DuVernay attempts her own 'Wrinkle in Time' by fusing contemporary setting and sensibilities with the antiquated language and uncynical sentimentality of L'Engle's novel. Her intent, evidently, is to show how much our jaded, modern world could benefit from an infusion of more old-fashioned whimsy - which is pretty hard to argue with. Unfortunately, the pairing of quaintness and contemporary is a perennially dubious fit, the twain influences serving to best illustrate each other's worst qualities rather than complimenting each other (Charles Wallace delivering a chirpy, James Stewart-esq monologue attesting to Meg's inner greatness in the face of her post-feminist schoolyard bullies is one of the most cringeworthy movie moments of the past several years - but don't worry: it'll have plenty of company by the time the credits roll here). You can practically taste how driven DuVernay is to make A Wrinkle in Time a children's film with a strong pedagogical moral barometer, including commentary on abusive parents and eating disorders, but, sadly, her film is too much of a disjointed muddle for any real impactful content to stand out. Instead of elevated and inspired, audiences are, sadly, likely to emerge as far more cynical and hopeless than before.

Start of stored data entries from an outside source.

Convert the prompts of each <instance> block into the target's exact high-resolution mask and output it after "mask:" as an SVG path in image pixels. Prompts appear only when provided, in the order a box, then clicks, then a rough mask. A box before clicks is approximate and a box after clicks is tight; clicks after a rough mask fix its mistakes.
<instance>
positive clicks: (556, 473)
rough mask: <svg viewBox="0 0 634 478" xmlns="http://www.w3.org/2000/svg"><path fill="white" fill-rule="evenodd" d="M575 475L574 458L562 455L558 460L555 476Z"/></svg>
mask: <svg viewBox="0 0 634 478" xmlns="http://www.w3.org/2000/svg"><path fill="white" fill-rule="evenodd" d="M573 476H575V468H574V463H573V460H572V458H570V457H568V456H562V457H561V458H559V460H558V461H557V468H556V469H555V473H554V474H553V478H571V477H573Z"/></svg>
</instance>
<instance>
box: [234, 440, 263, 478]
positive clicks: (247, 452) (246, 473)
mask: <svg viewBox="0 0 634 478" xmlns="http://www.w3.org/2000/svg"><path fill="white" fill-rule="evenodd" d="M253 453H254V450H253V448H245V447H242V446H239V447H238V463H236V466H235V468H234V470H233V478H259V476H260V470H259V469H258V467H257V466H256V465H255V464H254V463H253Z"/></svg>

Even the film's impressive cast fail to elevate the overcooked, sinking ship of a film around them. Storm Reid feels like a fully authentic teenager (and is lackadaisically likeable in spite of that), but she's a tad too flat to sell her volcanic emotionality as a commanding presence - in short, more 'Meh' than 'Meg.' Chris Pine and Gugu Mbatha-Raw easily steal the show, imbuing the film with its only dregs of emotion and charisma as her earnest scientist parents, but they're both too disappointingly underused to contribute all that much. As the trio of 'magical Mrs.,' Oprah, Reese Witherspoon, and Mindy Kaling, all feel simply uncomfortable, alternating unfunny banter with mawkish overacting and banal pep talks. Levi Miller is the dictionary definition of 'bland YA lead' as Meg's clumsily spontaneous love interest, while Deric McCabe is impressively adept at playing 'creepy child,' but is infuriatingly simpering as Meg's child genius brother.

Time is a precious commodity in today's day and age. Unfortunately, Disney's latest doesn't so much Wrinkle as waste yours. Pundits may complain that 'they 'may not make 'em like they used to' - but, what we learn from A Wrinkle in Time is that, disappointingly, sometimes it's best not to try.